Benign tumors may require repeat operations for recurrence, and the outline of the incision during the initial operation can affect the healing outcome of the incision during subsequent reoperations. The recurrence may be along the edges of the initial resection cavity or slightly beyond them; an initial linear incision provides the most flexible strategy to extend the initial incision if needed for subsequent operations.
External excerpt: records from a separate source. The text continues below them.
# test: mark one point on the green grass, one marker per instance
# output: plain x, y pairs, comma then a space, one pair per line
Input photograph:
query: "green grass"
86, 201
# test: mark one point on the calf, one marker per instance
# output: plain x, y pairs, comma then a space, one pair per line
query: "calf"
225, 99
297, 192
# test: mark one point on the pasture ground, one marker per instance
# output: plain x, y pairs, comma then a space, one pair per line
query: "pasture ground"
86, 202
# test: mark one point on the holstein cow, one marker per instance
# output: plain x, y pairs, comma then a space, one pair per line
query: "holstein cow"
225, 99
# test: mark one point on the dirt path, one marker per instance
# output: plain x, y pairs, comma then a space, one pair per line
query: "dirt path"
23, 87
Several principles are crucial in planning scalp incisions and promoting timely wound healing. The most appropriate incision outline should:
- provide ample vascular support to the incision site for efficient healing (the width of the flap should be wider than its height);
- mobilize a scalp flap that interferes minimally with the intradural operative trajectory;
- anticipate the possible need for salvage opportunities to support wound healing if breakdown and infection occur; and
- appear cosmetically acceptable.
In general, linear incisions parallel to the routes of major feeding arteries (i.e. superficial temporal and occipital arteries) are well-vascularized (transect least number of branching arteries) and offer numerous options for salvage maneuvers to promote wound healing in the event of wound breakdown. U-incisions are less likely to offer these advantages and are more time consuming to open and close.
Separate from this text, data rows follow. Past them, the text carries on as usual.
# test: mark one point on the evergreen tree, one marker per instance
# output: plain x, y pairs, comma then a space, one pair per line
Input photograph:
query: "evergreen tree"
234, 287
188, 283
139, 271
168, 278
Scalp incisions can play an important role in reaching the desirable operative trajectory. For example, a poorly planned incision can mobilize a thick suboccipital muscle in the wrong direction to dramatically increase the working distance of the surgeon through the retromastoid corridor.
The need to remove the patient’s hair to decrease the risk of postoperative infection is controversial, and there is no Class I evidence that supports the need to shave the patient’s entire head before surgery. I advocate clipping the hair instead of shaving, and I clip a strip of hair around the incision.
The following images demonstrate the patterns of scalp incisions for first time or repeat operations.
The following photographs demonstrate other variations of supratentorial cranial incisions and their associated patient positions.
Closure
I use multifilament braided sutures (Vicryl 3-0, Ethicon, Cincinnati, OH) to approximate the galea. This suture is absorbed by hydrolysis in 50-70 days. I use clear Monocryl 3-0 sutures (a synthetic absorbable suture by Ethicon) with a simple continuous (running) technique to close the skin layer. The half-life of this suture is 7-14 days. This suture avoids the need for staple removal and is also ideal for pediatric cases. For patients with infected wounds and traumatic cases with open lacerations, I avoid multifilament sutures and use monofilament sutures to approximate the galea and skin.
Other Considerations
Embolization of scalp vessels during treatment of meningiomas or superficial arteriovenous fistulas can compromise vascular support to the scalp. Moreover, prior radiation treatments can lead to serious complications during wound healing. Such circumstances require the involvement of our plastic surgery colleagues and alternative incisions and reconstruction techniques to ensure vascularized pedicles for scalp flaps. For example, if the superficial temporal artery is absent, a reverse U-shaped incision should be avoided when completing a subtemporal craniotomy; linear alternatives would allow preservation of supplementary feeding vessels from the supraorbital/supratrochlear and posterior auricular/occipital arteries.
Ideally, the incision should not be directly over the osteotomies and hardware to avoid the risk of wound breakdown directly over the bone flap and foreign bodies.
Pearls and Pitfalls
- Linear incisions heal more effectively and provide more flexibility for alternative incisions during repeat operations.
- The base of the flap should be wider than its height and major scalp arteries should be spared during incision planning.
- During wound closure, the sutures should be placed under gentle tension in order to approximate the edges of the incision and avoid over-inversion of these edges, minimizing ischemic complications caused by strangulation of tissues.